Ditemukan, bahwa remaja putri di negara berkembang yang terpaksa keluar dari sekolah, sudah melakukan hubungan seks di bawah usia 20 tahun, menikah muda dan tidak pernah menggunaakan kontrasepsi.
Oleh sebab itu, menurut para akhli, hanya dengan pendidikanlah untuk dapat menyelamatkan remaja putri di seluruh dunia. "Terbukti, anak-anak yang menikah muda ternyata menurun tajam di negara-negara yang dengan serius memperhatikan pendidikan dengan menyediakan akses cukup untuk mendapat pendidikan, sosial, kesehatan," demikian dilaporkan lembaga itu.
"Masih di negara berkembang, banyak wanita sudah mempunyai anak pertama pada usia di bawah 18 tahun, sementara wanita-wanita di desa-desa dengan pendidikan tidak menyukai kontrasepsi, dan hampir semuanya terpaksa melahirkan dan menemui risiko kehamilan yang cukup gawat," demikian laporan itu.
Namun masalah ini sebenarnya bukan urusan negara berkembang saja.
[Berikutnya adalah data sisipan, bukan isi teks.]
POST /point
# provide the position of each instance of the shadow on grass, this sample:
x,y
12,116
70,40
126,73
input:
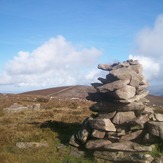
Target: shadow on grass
x,y
64,130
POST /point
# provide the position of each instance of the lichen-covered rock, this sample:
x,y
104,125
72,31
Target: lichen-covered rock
x,y
98,134
97,144
122,117
155,128
124,93
102,124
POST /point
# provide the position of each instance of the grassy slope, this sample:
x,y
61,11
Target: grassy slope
x,y
54,123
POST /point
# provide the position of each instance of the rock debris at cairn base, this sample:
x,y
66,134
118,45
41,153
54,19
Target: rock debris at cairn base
x,y
123,127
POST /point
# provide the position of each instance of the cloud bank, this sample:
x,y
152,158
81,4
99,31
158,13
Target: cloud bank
x,y
57,62
149,51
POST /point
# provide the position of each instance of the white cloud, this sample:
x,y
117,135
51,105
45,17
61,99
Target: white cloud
x,y
57,62
149,50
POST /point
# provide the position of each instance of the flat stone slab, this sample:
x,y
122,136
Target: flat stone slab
x,y
122,117
112,86
102,124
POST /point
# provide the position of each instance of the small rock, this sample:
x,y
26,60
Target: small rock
x,y
73,141
159,117
97,144
113,86
75,152
122,117
155,128
132,135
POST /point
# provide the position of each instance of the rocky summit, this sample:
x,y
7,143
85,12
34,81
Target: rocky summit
x,y
123,127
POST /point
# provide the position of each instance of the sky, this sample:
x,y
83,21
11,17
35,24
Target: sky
x,y
50,43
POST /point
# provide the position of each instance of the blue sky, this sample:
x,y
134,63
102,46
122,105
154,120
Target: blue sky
x,y
90,31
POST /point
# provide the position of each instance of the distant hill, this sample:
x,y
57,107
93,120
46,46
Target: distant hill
x,y
76,91
82,92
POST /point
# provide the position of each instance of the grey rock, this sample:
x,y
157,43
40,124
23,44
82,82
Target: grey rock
x,y
106,115
142,119
134,99
155,128
75,152
158,160
124,93
97,144
82,135
98,134
112,86
102,124
122,117
103,81
122,73
105,67
159,117
132,135
73,141
137,68
127,146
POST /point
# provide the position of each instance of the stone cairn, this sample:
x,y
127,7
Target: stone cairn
x,y
124,127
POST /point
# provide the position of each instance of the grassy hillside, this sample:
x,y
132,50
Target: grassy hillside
x,y
54,123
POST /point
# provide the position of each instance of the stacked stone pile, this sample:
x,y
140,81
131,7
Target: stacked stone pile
x,y
124,128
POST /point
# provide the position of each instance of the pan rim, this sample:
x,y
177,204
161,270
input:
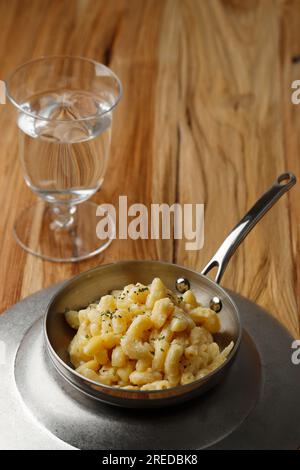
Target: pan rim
x,y
144,394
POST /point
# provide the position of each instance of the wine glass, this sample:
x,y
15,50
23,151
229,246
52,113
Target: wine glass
x,y
64,110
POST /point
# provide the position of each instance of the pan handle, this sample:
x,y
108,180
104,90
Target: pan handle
x,y
282,184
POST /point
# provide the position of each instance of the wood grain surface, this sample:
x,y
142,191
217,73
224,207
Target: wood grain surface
x,y
206,116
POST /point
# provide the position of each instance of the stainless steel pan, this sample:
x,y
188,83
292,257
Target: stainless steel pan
x,y
89,286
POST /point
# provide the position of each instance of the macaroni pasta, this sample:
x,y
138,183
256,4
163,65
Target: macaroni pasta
x,y
145,338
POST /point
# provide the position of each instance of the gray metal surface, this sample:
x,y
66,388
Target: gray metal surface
x,y
254,407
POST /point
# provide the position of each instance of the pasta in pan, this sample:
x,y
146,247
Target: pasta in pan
x,y
145,338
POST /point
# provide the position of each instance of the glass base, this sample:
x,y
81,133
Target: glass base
x,y
38,233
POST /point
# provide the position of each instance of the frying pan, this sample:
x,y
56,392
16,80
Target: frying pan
x,y
91,285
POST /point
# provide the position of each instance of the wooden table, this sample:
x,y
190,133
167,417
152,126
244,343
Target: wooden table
x,y
206,117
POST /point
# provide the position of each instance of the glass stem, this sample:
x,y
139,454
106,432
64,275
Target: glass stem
x,y
63,216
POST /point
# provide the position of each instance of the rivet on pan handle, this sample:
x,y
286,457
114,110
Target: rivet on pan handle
x,y
282,184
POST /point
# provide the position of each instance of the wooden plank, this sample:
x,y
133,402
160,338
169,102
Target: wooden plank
x,y
205,117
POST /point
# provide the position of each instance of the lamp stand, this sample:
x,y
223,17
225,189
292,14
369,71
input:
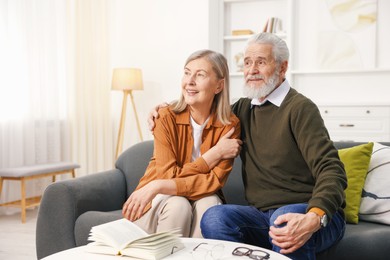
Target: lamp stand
x,y
122,122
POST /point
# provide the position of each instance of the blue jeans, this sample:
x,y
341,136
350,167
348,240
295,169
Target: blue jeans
x,y
247,224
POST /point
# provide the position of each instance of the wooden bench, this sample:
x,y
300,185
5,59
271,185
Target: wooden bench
x,y
31,172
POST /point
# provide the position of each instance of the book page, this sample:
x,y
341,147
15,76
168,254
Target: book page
x,y
117,234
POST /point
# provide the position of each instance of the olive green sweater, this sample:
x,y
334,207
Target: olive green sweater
x,y
288,157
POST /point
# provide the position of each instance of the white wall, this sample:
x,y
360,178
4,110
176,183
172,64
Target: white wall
x,y
366,85
156,36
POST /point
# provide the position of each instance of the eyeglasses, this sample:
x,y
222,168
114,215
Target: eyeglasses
x,y
254,254
203,251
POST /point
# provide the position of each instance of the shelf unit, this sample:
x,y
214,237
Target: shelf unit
x,y
358,123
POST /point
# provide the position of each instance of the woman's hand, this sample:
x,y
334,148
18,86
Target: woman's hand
x,y
136,203
229,148
154,115
226,148
139,199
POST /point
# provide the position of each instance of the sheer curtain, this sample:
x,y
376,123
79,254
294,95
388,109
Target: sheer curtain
x,y
54,87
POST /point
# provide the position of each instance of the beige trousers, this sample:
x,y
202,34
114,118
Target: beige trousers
x,y
169,212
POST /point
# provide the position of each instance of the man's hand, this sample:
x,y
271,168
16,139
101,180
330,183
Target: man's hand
x,y
154,114
297,231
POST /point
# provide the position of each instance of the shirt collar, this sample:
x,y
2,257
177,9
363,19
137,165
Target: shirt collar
x,y
184,118
276,97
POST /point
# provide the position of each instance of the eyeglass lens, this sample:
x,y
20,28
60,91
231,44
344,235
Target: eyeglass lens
x,y
254,254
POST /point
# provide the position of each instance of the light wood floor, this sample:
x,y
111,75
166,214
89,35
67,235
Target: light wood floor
x,y
17,240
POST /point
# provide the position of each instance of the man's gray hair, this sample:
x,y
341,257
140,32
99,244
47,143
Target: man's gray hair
x,y
280,50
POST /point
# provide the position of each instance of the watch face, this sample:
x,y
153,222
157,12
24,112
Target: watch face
x,y
324,220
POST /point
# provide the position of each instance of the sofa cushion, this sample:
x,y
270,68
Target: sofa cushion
x,y
375,204
356,160
365,240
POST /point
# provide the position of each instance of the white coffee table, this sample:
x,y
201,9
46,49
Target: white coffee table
x,y
184,254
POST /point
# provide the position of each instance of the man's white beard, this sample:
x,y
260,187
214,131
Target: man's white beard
x,y
261,92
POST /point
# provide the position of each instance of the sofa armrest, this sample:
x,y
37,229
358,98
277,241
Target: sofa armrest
x,y
63,202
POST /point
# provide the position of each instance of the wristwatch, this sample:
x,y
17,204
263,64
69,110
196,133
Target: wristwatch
x,y
324,221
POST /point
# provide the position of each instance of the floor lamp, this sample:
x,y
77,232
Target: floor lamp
x,y
126,80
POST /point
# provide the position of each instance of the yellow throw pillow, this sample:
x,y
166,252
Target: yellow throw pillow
x,y
356,161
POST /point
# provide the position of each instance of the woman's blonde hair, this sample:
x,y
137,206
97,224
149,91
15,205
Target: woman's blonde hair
x,y
221,103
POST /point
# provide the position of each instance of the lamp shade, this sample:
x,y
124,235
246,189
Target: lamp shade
x,y
127,79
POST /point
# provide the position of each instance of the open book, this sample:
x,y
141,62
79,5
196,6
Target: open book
x,y
123,237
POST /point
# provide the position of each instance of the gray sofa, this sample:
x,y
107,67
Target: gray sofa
x,y
70,208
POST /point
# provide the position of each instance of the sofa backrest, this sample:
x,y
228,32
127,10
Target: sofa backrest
x,y
135,159
133,162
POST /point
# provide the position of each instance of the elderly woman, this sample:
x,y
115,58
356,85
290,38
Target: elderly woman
x,y
194,141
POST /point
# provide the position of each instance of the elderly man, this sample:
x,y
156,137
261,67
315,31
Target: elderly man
x,y
294,180
293,177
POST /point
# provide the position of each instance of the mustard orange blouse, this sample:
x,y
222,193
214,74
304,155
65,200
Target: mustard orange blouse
x,y
171,159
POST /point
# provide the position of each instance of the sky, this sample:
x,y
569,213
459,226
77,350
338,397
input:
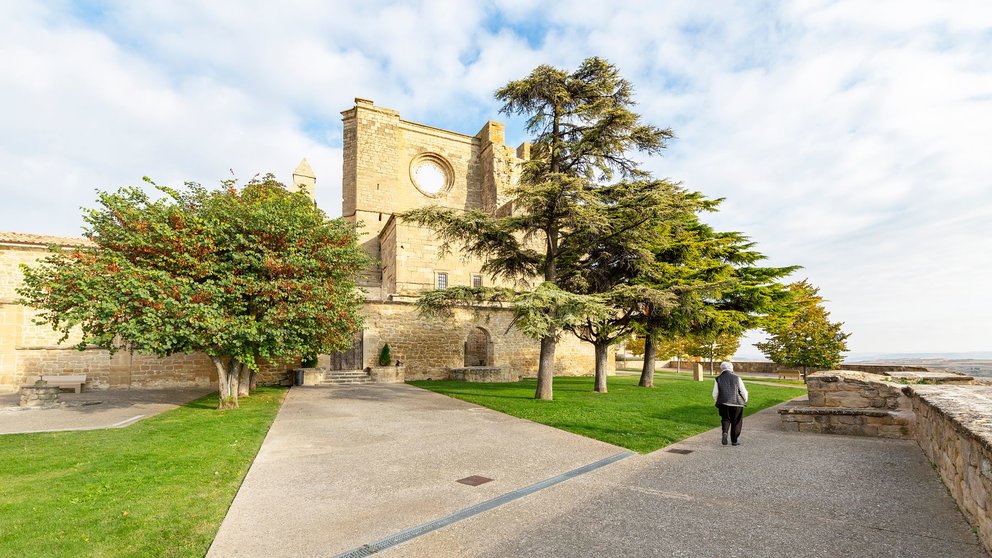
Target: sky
x,y
852,138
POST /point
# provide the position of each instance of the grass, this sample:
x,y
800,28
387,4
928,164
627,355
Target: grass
x,y
160,487
639,419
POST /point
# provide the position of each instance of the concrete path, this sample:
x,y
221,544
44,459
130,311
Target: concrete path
x,y
345,467
92,410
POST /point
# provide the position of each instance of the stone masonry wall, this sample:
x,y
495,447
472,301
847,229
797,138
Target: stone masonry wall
x,y
851,403
428,348
954,429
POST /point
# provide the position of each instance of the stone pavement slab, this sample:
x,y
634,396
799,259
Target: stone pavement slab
x,y
779,494
91,410
345,466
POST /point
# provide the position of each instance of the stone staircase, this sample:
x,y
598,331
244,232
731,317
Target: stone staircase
x,y
345,377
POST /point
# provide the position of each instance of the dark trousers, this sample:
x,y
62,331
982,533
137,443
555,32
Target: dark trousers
x,y
731,420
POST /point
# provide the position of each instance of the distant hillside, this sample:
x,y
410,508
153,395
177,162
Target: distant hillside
x,y
889,357
975,363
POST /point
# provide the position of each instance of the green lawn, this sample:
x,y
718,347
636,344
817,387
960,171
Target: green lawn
x,y
160,487
639,419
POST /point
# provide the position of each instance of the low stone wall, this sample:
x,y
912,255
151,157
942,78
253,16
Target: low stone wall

Di Amerika Serikat, tujuh di antara 10 remaja yang melahirkan adalah kelahiran yang tak diinginkan.
Jika mereka mampu menunda beberapa tahun saja untuk punya anak atau keluarga, mungkin jumlah anak akan lebih sedikit dan dapat menghindari resiko kehamilan muda, bahkan mungkin mampu menjadi anggota masyarakat yang lebiuh produktif.
Bekal iman, pendidikan, pergaulan yang sehat, serta hubungan yang mesra antara orangtua dengan anak serta keterbukaan dalam ekeluarga merupakan bekal yang amat berharga bagi remaja putri agar mereka dapat meniti kehidupan dengan selamat. (anspek/O-1)



BAB III
PENUTUP
  1. Kesimpulan
Secara umum, studi telah menemukan bahwa anak-anak membutuhkan dukungan dan sumber daya untuk mengurangi stres setelah pengungkapan pelecehan seksual. Reaksi sosial yang negatif untuk pengungkapan benar-benar telah ditemukan dapat merusak kesejahteraan korban. Sebuah studi melaporkan bahwa anak-anak yang menerima reaksi buruk dari orang pertama yang mereka katakan mengenai pelecehan tersebut, terutama jika orang tersebut adalah anggota keluarga dekat, memiliki penilaian yang buruk sebagai orang dewasa pada gejala trauma umum, gejala gangguan stres pasca trauma, dan disosiasi. Studi lain menemukan bahwa dalam kebanyakan kasus ketika anak-anak mengungkapkan pelecehan yang mereka alami, orang yang mereka ajak bicara tidak merespons secara efektif, disalahkan atau menolak anak tersebut, dan mengambil tindakan yang sangat sedikit atau hampir tidak ada untuk menghentikan pelecehan tersebut
  1. Saran

Sebuah cara untuk meminimalkan trauma dan efek yang biasanya dengan memasukkan ke dalam gambaran cara pengasuh orang tua untuk melindungi dan menenangkan anak. Ini biasanya diasumsikan bahwa fokus pada isu-isu anak-anak terlalu lama akan berdampak negatif terhadap pemulihan mereka. Oleh karena itu, pola pengasuhan orangtua dapat mengajarkan anak untuk tidak menyembunyikan sesuatu atau masalah-masalahnya.